JS: It pokes a bit of fun at how stupid the world can be. Over here [in the U.K.] we’ve got all these “cash for gold” ads that are just so ridiculous. I think this sketch is sort of a melding of the absurdist and the grounded. Anything to do with aliens or ghosts, we’re usually on board. [Laughs.] Although we love the absurd, it’s important to give people an “in.” Especially with spoof ads and TV shows. It’s fun to add a twist, but if suddenly you’re doing three or four you’re going to lose people.

JS: We’ve known Alex Lowe for quite a while, and he’s just hilarious. He’s great at playing characters who take abuse, as he does in this sketch. And he’s great to have around in between filming because he’s full of incredible showbiz stories—which he’ll always preface with, “Don’t tell anyone…” [Laughs.] And there’s Catherine Shepherd—who, not just in this sketch but with everything she did on the show—brought a very real quality to her performances. There can be a tendency in comedy to be overly expressive, but when you make it very small you get something much different.

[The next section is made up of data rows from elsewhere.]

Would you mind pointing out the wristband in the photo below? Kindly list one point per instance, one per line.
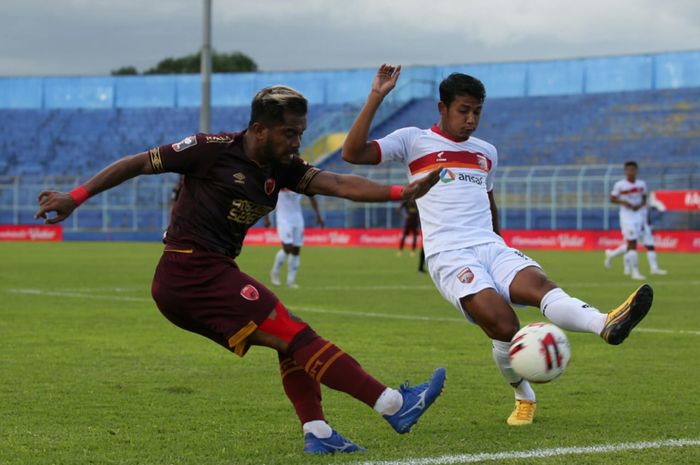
(396, 192)
(79, 195)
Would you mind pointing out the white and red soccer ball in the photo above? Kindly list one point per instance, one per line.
(539, 352)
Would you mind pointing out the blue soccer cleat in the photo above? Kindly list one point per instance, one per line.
(335, 443)
(416, 401)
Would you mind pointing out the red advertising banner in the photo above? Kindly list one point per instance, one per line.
(681, 200)
(679, 241)
(9, 232)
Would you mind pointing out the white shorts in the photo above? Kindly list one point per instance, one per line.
(291, 233)
(463, 272)
(647, 236)
(632, 229)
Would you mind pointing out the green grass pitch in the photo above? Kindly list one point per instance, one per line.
(91, 373)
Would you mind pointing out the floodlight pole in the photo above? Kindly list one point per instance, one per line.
(205, 107)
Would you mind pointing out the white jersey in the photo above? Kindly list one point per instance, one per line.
(288, 209)
(456, 212)
(633, 193)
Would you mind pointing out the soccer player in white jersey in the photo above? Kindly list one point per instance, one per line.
(469, 262)
(290, 229)
(631, 194)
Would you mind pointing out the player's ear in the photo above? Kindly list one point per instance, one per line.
(259, 130)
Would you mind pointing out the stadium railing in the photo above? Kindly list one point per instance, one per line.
(529, 197)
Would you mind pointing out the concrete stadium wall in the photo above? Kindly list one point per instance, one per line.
(560, 77)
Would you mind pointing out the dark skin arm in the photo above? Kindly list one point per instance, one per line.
(494, 214)
(121, 170)
(356, 148)
(359, 189)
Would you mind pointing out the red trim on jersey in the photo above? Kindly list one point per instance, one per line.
(633, 190)
(446, 159)
(379, 150)
(436, 129)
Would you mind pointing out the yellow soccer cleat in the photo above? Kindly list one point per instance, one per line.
(624, 318)
(523, 414)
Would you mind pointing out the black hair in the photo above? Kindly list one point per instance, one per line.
(270, 104)
(461, 84)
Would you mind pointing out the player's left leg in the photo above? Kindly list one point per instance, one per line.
(295, 258)
(324, 362)
(532, 287)
(488, 309)
(650, 245)
(282, 255)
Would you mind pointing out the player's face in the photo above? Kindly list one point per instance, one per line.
(461, 118)
(284, 139)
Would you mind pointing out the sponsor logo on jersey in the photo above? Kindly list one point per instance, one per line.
(269, 186)
(239, 178)
(447, 176)
(466, 276)
(214, 139)
(483, 162)
(250, 293)
(185, 143)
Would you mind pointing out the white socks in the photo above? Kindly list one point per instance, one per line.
(279, 261)
(292, 267)
(651, 258)
(318, 428)
(523, 390)
(570, 313)
(618, 251)
(389, 402)
(632, 261)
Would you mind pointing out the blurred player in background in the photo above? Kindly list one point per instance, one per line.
(411, 224)
(630, 194)
(290, 229)
(467, 259)
(231, 180)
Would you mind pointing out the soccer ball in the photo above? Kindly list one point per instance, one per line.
(539, 352)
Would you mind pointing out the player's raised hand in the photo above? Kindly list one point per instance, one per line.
(59, 202)
(385, 80)
(421, 187)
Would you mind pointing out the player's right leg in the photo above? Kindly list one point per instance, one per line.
(472, 291)
(611, 254)
(324, 362)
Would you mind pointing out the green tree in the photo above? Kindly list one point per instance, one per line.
(125, 71)
(234, 62)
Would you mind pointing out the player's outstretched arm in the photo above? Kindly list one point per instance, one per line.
(356, 148)
(361, 189)
(63, 203)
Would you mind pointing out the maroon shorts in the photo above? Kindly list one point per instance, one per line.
(206, 293)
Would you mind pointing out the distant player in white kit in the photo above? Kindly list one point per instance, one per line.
(290, 229)
(631, 194)
(469, 262)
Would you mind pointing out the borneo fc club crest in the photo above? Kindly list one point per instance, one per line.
(466, 276)
(269, 186)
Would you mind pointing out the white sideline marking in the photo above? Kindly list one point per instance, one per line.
(540, 453)
(390, 316)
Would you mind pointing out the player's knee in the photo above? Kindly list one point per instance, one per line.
(502, 330)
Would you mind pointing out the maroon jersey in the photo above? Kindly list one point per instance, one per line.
(224, 192)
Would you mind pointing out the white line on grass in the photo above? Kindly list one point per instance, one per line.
(540, 453)
(390, 316)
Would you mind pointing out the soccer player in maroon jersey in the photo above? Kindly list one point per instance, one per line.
(230, 181)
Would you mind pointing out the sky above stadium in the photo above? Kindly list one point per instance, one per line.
(92, 37)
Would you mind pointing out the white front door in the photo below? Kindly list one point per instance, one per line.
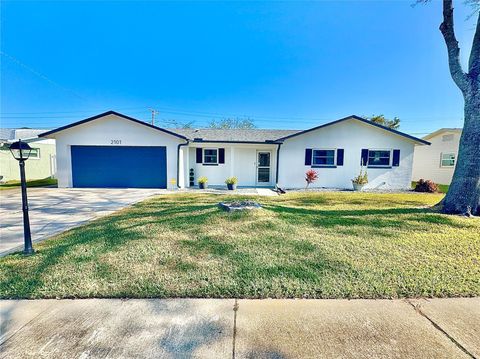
(263, 172)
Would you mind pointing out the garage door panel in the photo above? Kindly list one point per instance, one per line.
(119, 166)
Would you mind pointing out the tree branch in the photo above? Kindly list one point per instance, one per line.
(448, 32)
(474, 62)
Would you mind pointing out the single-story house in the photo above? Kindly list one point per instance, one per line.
(41, 163)
(114, 150)
(437, 161)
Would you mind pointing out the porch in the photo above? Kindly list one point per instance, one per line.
(254, 165)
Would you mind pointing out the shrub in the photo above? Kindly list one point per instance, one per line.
(203, 179)
(362, 178)
(231, 180)
(310, 176)
(426, 186)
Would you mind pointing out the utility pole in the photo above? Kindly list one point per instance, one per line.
(154, 112)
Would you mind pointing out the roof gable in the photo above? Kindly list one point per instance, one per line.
(253, 135)
(363, 120)
(440, 131)
(45, 134)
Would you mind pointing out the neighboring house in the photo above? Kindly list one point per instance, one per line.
(41, 163)
(114, 150)
(437, 161)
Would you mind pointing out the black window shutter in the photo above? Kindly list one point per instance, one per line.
(340, 156)
(221, 155)
(199, 155)
(364, 159)
(308, 157)
(396, 158)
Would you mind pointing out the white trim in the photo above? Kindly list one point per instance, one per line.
(39, 154)
(448, 153)
(390, 160)
(203, 156)
(325, 149)
(257, 182)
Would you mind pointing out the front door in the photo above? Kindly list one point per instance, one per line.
(263, 168)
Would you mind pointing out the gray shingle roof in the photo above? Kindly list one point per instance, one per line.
(236, 135)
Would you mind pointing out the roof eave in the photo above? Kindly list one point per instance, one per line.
(361, 119)
(74, 124)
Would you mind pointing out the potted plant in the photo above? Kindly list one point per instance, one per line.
(360, 181)
(310, 176)
(203, 182)
(231, 183)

PS: It takes about four hours to get into the makeup and costume for Brian. Once I’m in it, it’s surprisingly light and I can walk with quite a dainty step.

JS: It’s not like a full face prosthetic. It kind of starts underneath Peter’s cheekbones and goes down from there into a double chin that’s blended into the rest of his face. As for Butterfield’s entire look, that’s where the art department, makeup, and costume all came together really nicely.

PS: We’ve been trying to do a Butterfield sitcom for years, and our joke was that by the time it happened I wouldn’t need any makeup. A substantial saving! Perhaps the TV companies were playing the long game. However, we’ve been commissioned by the BBC to write two scripts, and we’re performing one in front of an audience next month. I’ll be in full makeup for that. It’ll be nice to get back inside him again.